Fenway Partners Inc., a New York-based private equity firm, has launched its first private equity fund with commitments from eight investors, including the pensions funds of AT&T Corp., NYNEX Corp. and Amoco Corp.
Fenway Partners Capital Fund L.P. recently held its first closing on $190 million and is targeting a second closing in the second half of 1995, with commitments totaling $300 million to $450 million, said Peter Lamm, a principal.
The fund will buy controlling stakes in middle-market companies with revenues between $75 million and $500 million in transactions ranging in value from $75 million to $300 million.
The 2-year-old firm was founded by Richard Dresdale, a former principal at Clayton, Dubilier & Rice Inc., New York, and Mr.
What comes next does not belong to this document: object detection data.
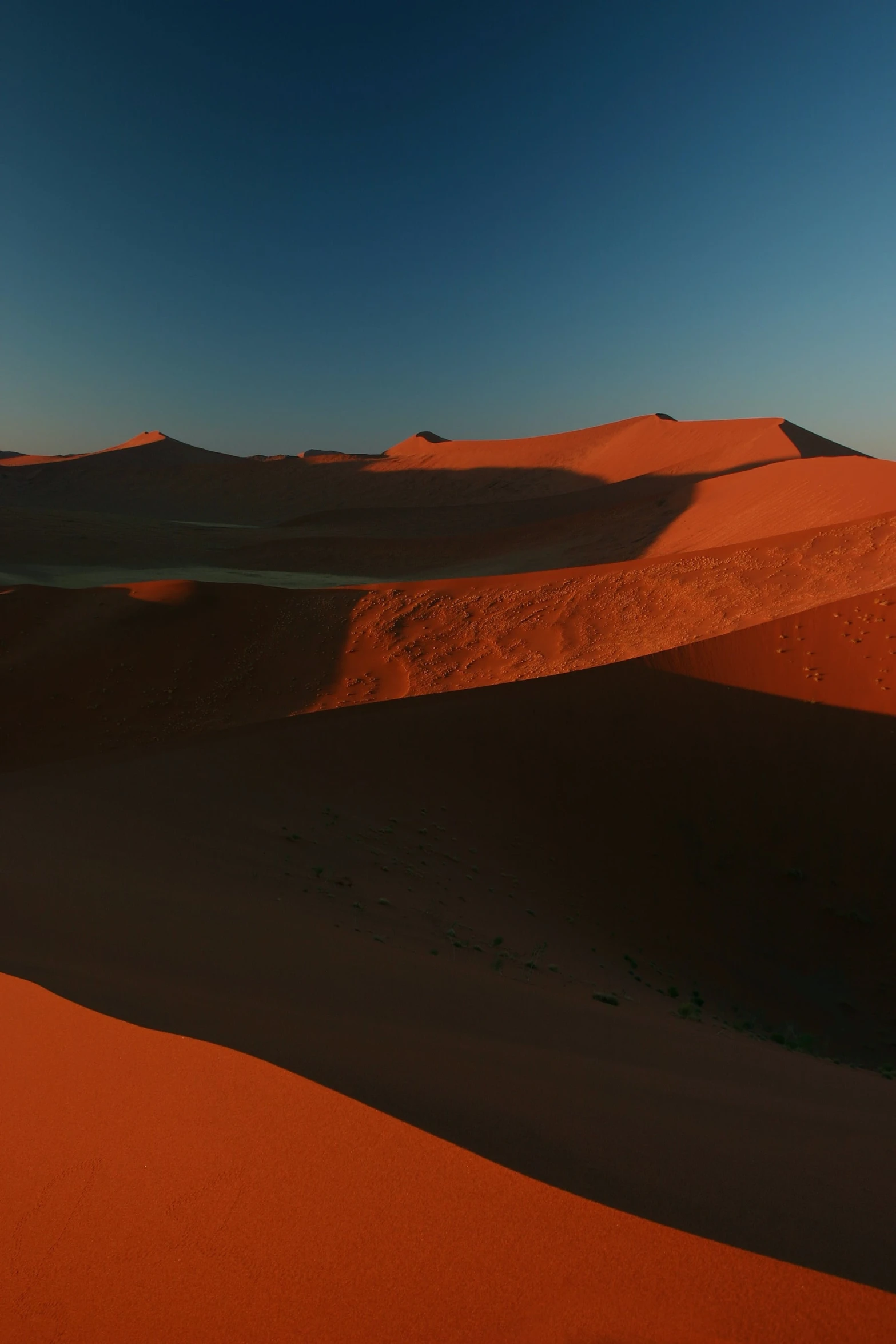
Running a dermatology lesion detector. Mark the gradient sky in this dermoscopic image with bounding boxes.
[0,0,896,456]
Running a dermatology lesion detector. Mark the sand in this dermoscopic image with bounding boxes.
[0,976,896,1344]
[0,415,896,1344]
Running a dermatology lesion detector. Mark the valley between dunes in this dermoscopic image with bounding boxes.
[0,415,896,1344]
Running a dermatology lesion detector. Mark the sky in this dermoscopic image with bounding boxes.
[0,0,896,457]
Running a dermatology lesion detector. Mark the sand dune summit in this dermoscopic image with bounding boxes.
[0,415,896,1344]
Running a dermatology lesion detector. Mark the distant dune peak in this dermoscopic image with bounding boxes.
[106,429,169,453]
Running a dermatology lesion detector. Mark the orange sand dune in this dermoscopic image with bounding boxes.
[0,976,896,1344]
[385,415,858,481]
[649,587,896,714]
[0,415,896,1344]
[314,516,896,708]
[645,457,896,555]
[0,415,860,526]
[1,429,214,466]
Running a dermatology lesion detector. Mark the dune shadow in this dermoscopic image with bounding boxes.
[0,663,896,1290]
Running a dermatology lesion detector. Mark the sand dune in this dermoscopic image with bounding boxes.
[0,977,896,1344]
[0,415,896,1344]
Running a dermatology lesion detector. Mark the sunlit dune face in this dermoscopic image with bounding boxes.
[106,579,197,606]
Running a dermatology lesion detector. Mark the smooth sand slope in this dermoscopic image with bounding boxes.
[0,663,896,1290]
[650,587,896,714]
[0,415,896,1344]
[0,976,896,1344]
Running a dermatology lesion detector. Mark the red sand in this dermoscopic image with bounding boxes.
[649,587,896,714]
[0,976,896,1344]
[0,417,896,1344]
[106,579,197,606]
Lamm and Andrea Geisser, former partners of Butler Capital, New York. Their investment approach is similar to Clayton Dubilier's investment in "corporate orphans," seeking underperforming divisions of large companies and other corporate divestitures, as well as family-owned firms, said Mr. Lamm.
The investments likely will revolve around industries where the firm's principals have experience, such as basic apparel and food processing and distribution, said Mr. Dresdale. Health care companies also are a possibility, but the fund probably will avoid finance and banking companies, he said.
The fund already has targeted one potential first acquisition, a family owned, private-label food company, said Mr. Lamm.